Machine learning-selected minimal features drive high-accuracy rule-based antibiotic susceptibility predictions for Staphylococcus aureus via metagenomic sequencing

ABSTRACT Antimicrobial resistance (AMR) represents a critical global health challenge, demanding rapid and accurate antimicrobial susceptibility testing (AST) to guide timely treatments. Traditional culture-based AST methods are slow, while existing whole-genome sequencing (WGS)-based models often suffer from overfitting, poor interpretability, and diminished performance on clinical metagenomic data. In this study, we developed an interpretable genotypic AST approach for Staphylococcus aureus using minimal genomic determinants. Analysis of 4,796 S . aureus genomes and AST data for 18 antibiotics revealed one to five key resistance genes per antibiotic, including two previously uncharacterized vancomycin resistance markers. These features enabled highly accurate rule-based predictions, achieving area under the curve (AUC) values ranging from 0.94 to 1.00. The model demonstrated an overall sensitivity of 97.43% and specificity of 99.02%, respectively, with a very major error (VME) rate of 2.57% and a major error (ME) rate of 0.98% for isolate-level testing.

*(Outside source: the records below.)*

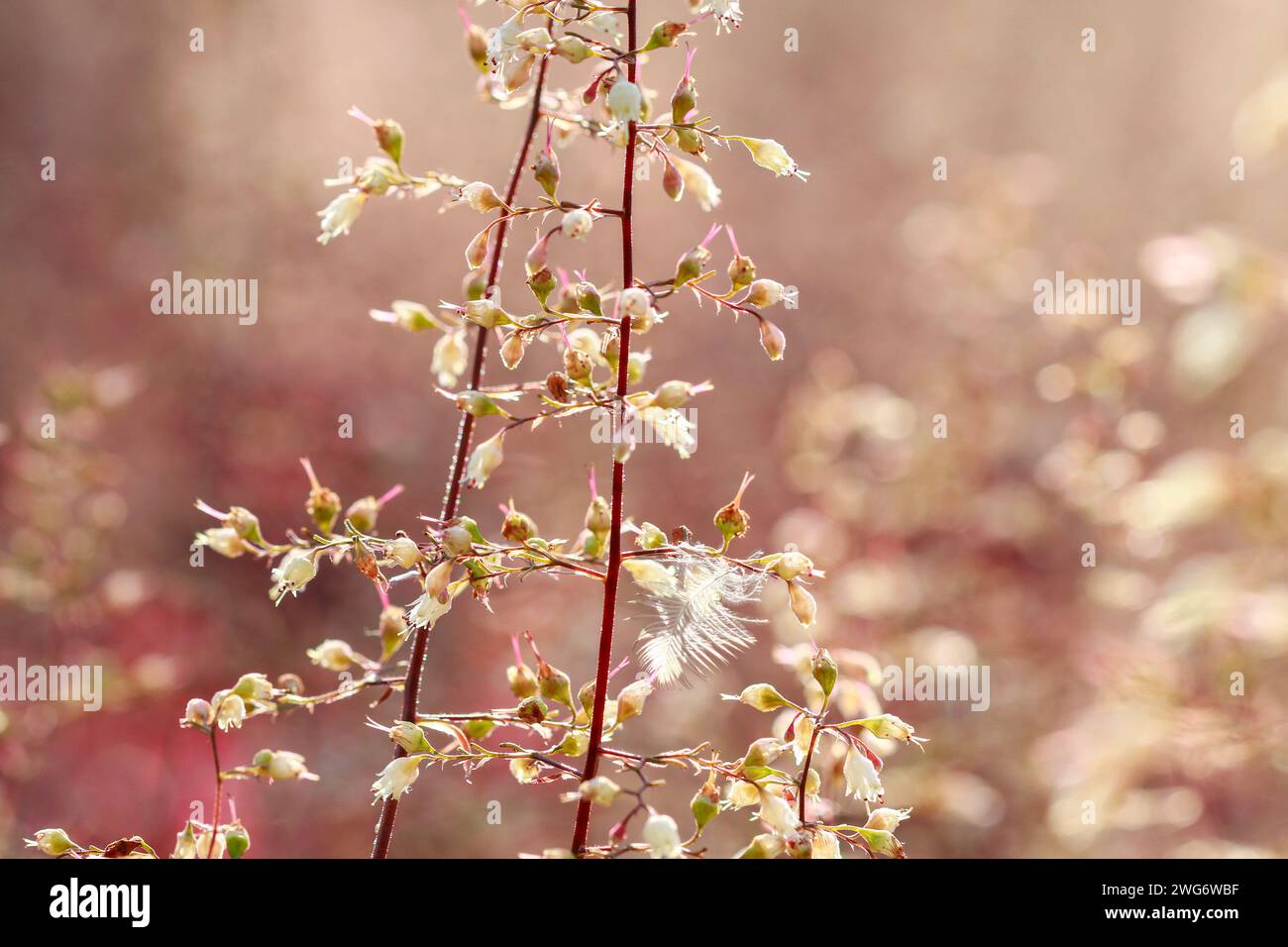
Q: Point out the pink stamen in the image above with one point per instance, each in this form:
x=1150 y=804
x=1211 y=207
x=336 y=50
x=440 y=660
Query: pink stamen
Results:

Furthermore, after optimization for shallow-depth metagenomic sequencing, the model achieved 81.82% to 100% accuracy in AST predictions for 59 clinical samples, bypassing the need for bacterial isolation and reducing diagnostic time by an average of 39.9 hours. By combining minimal feature selection with strong interpretability and adaptability to metagenomic data, this method offers a practical and transformative solution for rapid and reliable AST in clinical settings. IMPORTANCE Antimicrobial resistance (AMR) in Staphylococcus aureus poses a critical challenge to global health, necessitating rapid and reliable antimicrobial susceptibility testing (AST) for timely treatment decisions. Traditional culture-based AST is slow, while existing whole-genome sequencing (WGS)-based approaches often suffer from overfitting and poor interpretability. This study introduces a rule-based, interpretable genotypic AST model for S. aureus that leverages minimal genomic determinants, achieving over 97% accuracy in isolate-level testing and high accuracy in clinical metagenomic samples. By extracting key resistance features and applying a rule-based approach, our model enables faster AST predictions and enhances hospital surveillance of resistant strain outbreaks. This culture-independent method reduces diagnostic time by nearly 40 hours, providing a scalable and actionable solution for clinical AMR management.